メイが戻ってきてから、聖堂内の監視役であろうシスターからの視線が熱い。
メイはユリの視線を追ってシスターを見る。目が合い少女から手を振る。シスターは涼やかに会釈のみ返し、他の人々に目を向けた。
「大丈夫よ? 勝手に持ってきたとかじゃないから。それね、もう買い替えて要らなくなった品なんですて」
「……そう、なのね。ありがとう。じゃあこれ、ありがたく使わせていただきます」
ユリは深々と頭を下げた。
「いいのいいの。助けてもらったお礼。神様のお導き」
少女はくすくすと笑う。
「ねえユーリィ、もしよければ今度は一緒に街のお散歩でもしましょ」
「ええ。喜んで、メイ」
(良かった。これで来週の授業は大丈夫ね。またダメって言われたら、今度こそあのお店に行けばいいし)
メイへ手を振り、ユリは足取り軽く帰っていった。
少女ははらはらと手を振る。その唇はにんまりと弧を描いていた。
(ふんふん。まあまあね、後継様。……聞いていた通り)
ユリは、祈りによる魔力の吸収に長けていた。だが、力の制御がほとんどできていないのだ。

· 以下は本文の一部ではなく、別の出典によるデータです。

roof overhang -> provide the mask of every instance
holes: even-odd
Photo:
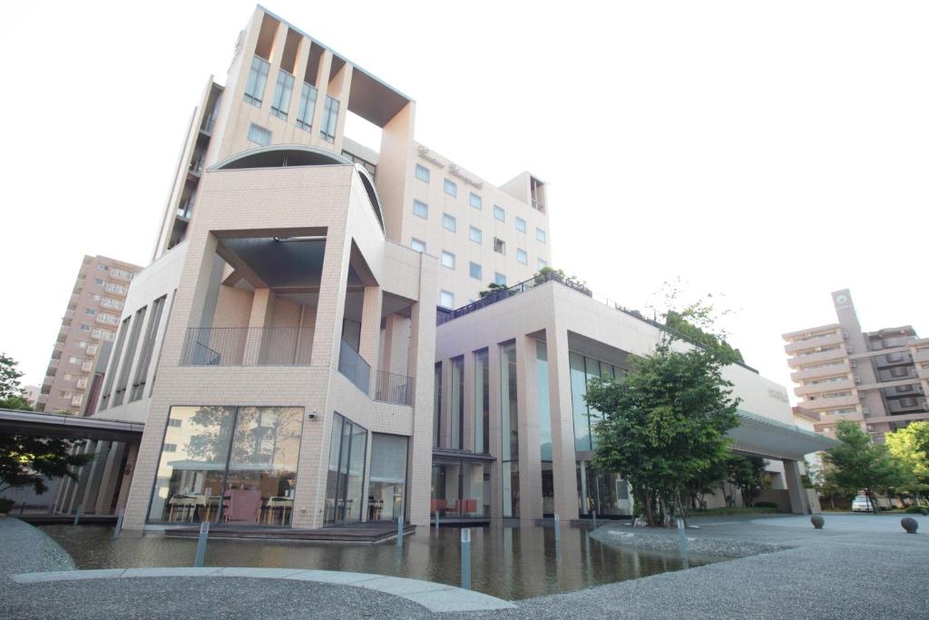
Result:
[[[61,414],[0,409],[0,433],[63,439],[130,442],[141,439],[145,425]]]
[[[833,439],[783,422],[739,411],[739,426],[726,433],[735,452],[773,459],[802,461],[806,455],[839,444]]]

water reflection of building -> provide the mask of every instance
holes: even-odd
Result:
[[[624,481],[590,468],[583,394],[660,328],[534,277],[544,183],[464,171],[413,140],[414,112],[255,9],[226,84],[207,84],[123,310],[107,375],[132,389],[105,382],[98,401],[98,417],[145,423],[126,527],[632,512]],[[379,152],[346,137],[347,117],[380,131]],[[481,297],[488,283],[515,285]],[[727,376],[770,423],[737,448],[785,460],[796,489],[818,444],[779,426],[782,388]]]

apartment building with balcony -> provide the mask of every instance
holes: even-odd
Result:
[[[80,414],[104,343],[115,337],[133,275],[141,268],[107,257],[81,261],[36,401],[36,410]]]
[[[349,114],[380,128],[379,150],[346,136]],[[414,115],[255,8],[191,118],[102,373],[95,417],[145,424],[114,503],[125,527],[629,513],[624,482],[590,468],[583,385],[569,383],[577,359],[621,375],[661,328],[560,281],[530,291],[551,257],[545,184],[490,184],[416,142]],[[482,299],[491,283],[511,286]],[[741,449],[798,489],[791,463],[824,440],[789,424],[786,394],[733,372],[757,397]],[[547,451],[543,402],[560,442]]]
[[[832,293],[838,322],[783,335],[798,406],[834,434],[839,420],[857,422],[880,441],[929,419],[929,340],[909,325],[864,332],[851,293]]]

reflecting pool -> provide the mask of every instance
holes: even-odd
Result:
[[[196,539],[139,536],[97,525],[47,525],[42,530],[74,559],[78,568],[191,566]],[[428,532],[428,534],[426,534]],[[214,540],[206,548],[207,566],[262,566],[375,573],[461,584],[461,537],[456,528],[419,528],[402,548],[382,545],[345,545],[268,540]],[[563,528],[556,545],[544,527],[472,528],[472,587],[507,600],[568,592],[625,579],[681,569],[680,557],[607,547],[589,531]],[[724,558],[690,556],[699,566]]]

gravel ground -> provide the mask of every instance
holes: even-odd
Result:
[[[19,519],[0,517],[0,541],[2,582],[14,573],[74,570],[71,556],[58,543]],[[0,592],[2,589],[0,586]]]
[[[779,523],[779,519],[782,520]],[[687,531],[688,538],[693,539],[691,545],[702,544],[708,548],[731,549],[747,541],[752,545],[791,547],[783,551],[521,600],[517,603],[519,608],[512,611],[442,615],[739,620],[929,618],[925,578],[929,572],[929,536],[907,534],[902,529],[895,531],[895,522],[899,528],[897,516],[827,515],[827,529],[822,531],[812,526],[800,527],[802,519],[704,520],[697,521],[700,529]],[[849,521],[852,519],[893,521]],[[929,519],[919,521],[922,531],[929,531]],[[856,530],[859,523],[860,529]],[[8,524],[0,524],[3,526]],[[596,535],[608,537],[610,530],[629,532],[629,528],[611,524],[600,528]],[[0,529],[0,535],[4,534]],[[676,536],[674,532],[648,534],[649,537],[668,540],[675,540]],[[16,534],[20,534],[19,531]],[[0,548],[3,549],[0,558],[5,558],[4,568],[8,572],[11,562],[6,559],[6,545]],[[18,560],[27,561],[21,554]],[[21,570],[30,569],[18,568],[17,572]],[[429,615],[423,607],[397,597],[330,584],[245,578],[146,578],[127,588],[124,579],[30,586],[4,581],[7,590],[2,593],[3,615],[10,618],[163,618],[211,613],[220,617],[397,619]]]

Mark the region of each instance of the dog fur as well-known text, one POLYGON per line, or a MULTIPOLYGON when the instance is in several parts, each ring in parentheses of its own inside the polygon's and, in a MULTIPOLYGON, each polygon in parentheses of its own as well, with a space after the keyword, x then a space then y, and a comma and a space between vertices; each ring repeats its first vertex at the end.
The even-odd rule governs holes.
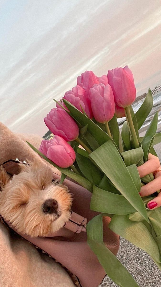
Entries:
POLYGON ((20 173, 12 177, 0 169, 0 214, 18 232, 32 237, 54 233, 70 217, 72 198, 67 187, 52 182, 52 171, 47 165, 35 161, 19 166, 20 173), (51 214, 42 208, 50 199, 58 203, 51 214))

今回の例も同様。魔法を放つことが出来ても、それを絞った的に当てることが出来ない。威力のコントロールもおぼつかなく、彼女の魔法の使用には必ず周囲の破壊が伴ってしまう。
(魔法の威力があるだけに厄介よね。だから三級か)
メイは学園の魔法学のクラス分けの話を思い出した。基礎基本は三四級、ある程度のコントロールができてから、応用の一二級。

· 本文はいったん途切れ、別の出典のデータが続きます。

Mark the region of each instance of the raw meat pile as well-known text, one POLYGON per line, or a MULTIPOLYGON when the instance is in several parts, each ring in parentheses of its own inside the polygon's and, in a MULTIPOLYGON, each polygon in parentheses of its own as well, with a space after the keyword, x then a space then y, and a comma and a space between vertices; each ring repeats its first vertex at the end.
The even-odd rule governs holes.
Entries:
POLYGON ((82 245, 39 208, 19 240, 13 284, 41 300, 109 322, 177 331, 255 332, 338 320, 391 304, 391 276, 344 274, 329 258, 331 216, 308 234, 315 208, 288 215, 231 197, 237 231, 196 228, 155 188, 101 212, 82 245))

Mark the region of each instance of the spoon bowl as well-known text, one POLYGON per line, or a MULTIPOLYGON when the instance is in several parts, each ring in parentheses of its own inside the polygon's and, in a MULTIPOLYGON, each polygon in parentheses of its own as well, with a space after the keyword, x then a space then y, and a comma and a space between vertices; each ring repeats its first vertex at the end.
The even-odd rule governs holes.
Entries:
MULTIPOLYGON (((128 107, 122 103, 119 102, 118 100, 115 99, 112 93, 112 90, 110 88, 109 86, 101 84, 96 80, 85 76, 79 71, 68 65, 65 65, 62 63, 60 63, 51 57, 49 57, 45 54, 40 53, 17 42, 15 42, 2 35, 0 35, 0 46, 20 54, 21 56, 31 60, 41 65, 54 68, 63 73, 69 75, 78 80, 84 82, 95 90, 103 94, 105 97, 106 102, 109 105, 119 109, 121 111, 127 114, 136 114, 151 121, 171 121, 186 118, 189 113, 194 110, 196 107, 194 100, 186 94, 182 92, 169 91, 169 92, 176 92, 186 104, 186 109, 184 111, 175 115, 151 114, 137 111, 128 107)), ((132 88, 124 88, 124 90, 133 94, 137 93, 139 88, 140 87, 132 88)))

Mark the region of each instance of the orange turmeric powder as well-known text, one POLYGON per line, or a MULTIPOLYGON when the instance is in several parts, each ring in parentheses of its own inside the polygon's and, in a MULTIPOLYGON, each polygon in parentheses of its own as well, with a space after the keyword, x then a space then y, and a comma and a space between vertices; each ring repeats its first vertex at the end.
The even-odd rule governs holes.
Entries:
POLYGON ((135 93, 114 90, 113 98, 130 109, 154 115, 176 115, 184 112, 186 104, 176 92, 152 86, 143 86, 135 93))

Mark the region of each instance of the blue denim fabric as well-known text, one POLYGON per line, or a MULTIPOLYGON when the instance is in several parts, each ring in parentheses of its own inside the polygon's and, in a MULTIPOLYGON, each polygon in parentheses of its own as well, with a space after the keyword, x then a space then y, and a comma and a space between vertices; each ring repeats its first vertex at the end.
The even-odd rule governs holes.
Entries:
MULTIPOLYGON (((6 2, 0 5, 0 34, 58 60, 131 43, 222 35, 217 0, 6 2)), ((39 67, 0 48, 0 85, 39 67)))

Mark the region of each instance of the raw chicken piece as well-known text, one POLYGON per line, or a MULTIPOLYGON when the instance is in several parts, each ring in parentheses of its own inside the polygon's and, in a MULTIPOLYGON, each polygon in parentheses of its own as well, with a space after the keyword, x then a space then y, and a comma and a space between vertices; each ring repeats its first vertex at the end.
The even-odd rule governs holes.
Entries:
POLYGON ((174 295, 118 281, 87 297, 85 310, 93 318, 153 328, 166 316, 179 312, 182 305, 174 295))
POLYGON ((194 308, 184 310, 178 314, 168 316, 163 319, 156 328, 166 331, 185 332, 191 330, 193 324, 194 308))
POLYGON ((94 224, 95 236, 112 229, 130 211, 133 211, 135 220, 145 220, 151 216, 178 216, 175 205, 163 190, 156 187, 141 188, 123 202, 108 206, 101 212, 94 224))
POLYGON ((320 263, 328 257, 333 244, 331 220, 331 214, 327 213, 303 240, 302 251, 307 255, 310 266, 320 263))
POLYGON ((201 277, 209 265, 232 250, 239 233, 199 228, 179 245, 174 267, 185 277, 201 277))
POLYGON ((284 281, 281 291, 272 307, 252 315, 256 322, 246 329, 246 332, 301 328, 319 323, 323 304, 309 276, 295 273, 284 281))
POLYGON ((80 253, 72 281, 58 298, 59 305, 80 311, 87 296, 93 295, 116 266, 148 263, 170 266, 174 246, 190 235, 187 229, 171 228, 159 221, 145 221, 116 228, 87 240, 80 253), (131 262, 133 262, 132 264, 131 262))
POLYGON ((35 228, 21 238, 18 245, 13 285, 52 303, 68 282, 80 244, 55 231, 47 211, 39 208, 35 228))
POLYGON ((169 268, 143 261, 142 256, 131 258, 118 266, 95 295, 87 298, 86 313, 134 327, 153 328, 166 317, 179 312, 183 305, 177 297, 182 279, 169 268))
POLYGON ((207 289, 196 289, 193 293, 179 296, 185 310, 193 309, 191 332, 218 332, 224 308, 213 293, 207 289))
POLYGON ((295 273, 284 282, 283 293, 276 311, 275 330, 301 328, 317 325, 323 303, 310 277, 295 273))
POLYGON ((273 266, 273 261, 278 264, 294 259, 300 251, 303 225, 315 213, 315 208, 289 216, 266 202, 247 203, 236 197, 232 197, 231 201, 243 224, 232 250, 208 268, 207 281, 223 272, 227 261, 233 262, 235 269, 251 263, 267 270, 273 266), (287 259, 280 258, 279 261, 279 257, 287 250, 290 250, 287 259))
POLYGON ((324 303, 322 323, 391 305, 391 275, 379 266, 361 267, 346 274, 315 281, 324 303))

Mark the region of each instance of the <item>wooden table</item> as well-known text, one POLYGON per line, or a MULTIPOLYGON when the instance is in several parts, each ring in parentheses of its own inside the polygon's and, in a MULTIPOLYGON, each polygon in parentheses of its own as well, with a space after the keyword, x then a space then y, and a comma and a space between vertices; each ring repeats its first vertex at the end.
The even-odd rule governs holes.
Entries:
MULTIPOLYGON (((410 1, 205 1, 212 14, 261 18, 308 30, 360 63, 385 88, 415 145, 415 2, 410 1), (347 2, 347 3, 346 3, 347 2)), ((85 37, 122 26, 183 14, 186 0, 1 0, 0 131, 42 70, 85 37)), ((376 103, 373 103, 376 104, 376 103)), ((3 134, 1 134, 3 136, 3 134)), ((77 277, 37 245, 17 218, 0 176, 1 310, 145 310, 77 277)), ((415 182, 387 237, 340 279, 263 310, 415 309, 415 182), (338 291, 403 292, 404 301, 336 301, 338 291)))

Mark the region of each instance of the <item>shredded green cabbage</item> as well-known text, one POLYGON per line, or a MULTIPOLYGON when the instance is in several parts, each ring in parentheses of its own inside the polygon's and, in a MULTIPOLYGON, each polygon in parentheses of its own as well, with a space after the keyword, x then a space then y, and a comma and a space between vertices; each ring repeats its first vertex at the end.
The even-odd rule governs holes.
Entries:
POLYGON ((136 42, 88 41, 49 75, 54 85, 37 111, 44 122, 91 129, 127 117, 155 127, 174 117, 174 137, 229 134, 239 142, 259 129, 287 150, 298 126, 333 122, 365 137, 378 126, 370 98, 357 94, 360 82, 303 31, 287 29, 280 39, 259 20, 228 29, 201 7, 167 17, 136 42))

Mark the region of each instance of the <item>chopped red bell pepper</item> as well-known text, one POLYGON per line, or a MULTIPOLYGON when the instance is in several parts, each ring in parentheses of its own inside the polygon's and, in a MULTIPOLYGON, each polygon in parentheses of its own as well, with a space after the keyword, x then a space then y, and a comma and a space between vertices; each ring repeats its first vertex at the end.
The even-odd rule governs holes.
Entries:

(磨けば十分光りそう……これからみっちり鍛えてあげないと)
彼女は「ニシシ」と楽しそうに笑う。
そんな少女の横に、一人のシスターが並んだ。シスターは困った表情で少女を見下ろす。
「ヤグアクリーチェ様、どういうおつもりですか? あの道具」
聖堂で監視をしていたシスターだ。
「ふふふ。見た? あげちゃったの。ちょうど新しいのが欲しいなーって思ってて」
「なら新しいものを準備してから差し上げるのが順当でしょう……」
「あら。手元に十分使える状態の物があるのに新品を調達してくれるほど、こちらのお財布係はお優しくて?」
「あなの『発作』さえなくなれば、彼もそれくらいのお買い物は快く承諾してくれますよ」
「いやよ! 私の大事なストレス発散なんだから! ちゃんと働いて元取ってるんだからいいじゃない!」
「なんでこう最近の子たちはお金に厳しいのかしら!」と文句を残して去っていく少女の後ろ、シスターは困ったように息をつく。
(あなたがそうだから、癒しの教会にそういう人材が行くよう城に手回しされるんですよ……)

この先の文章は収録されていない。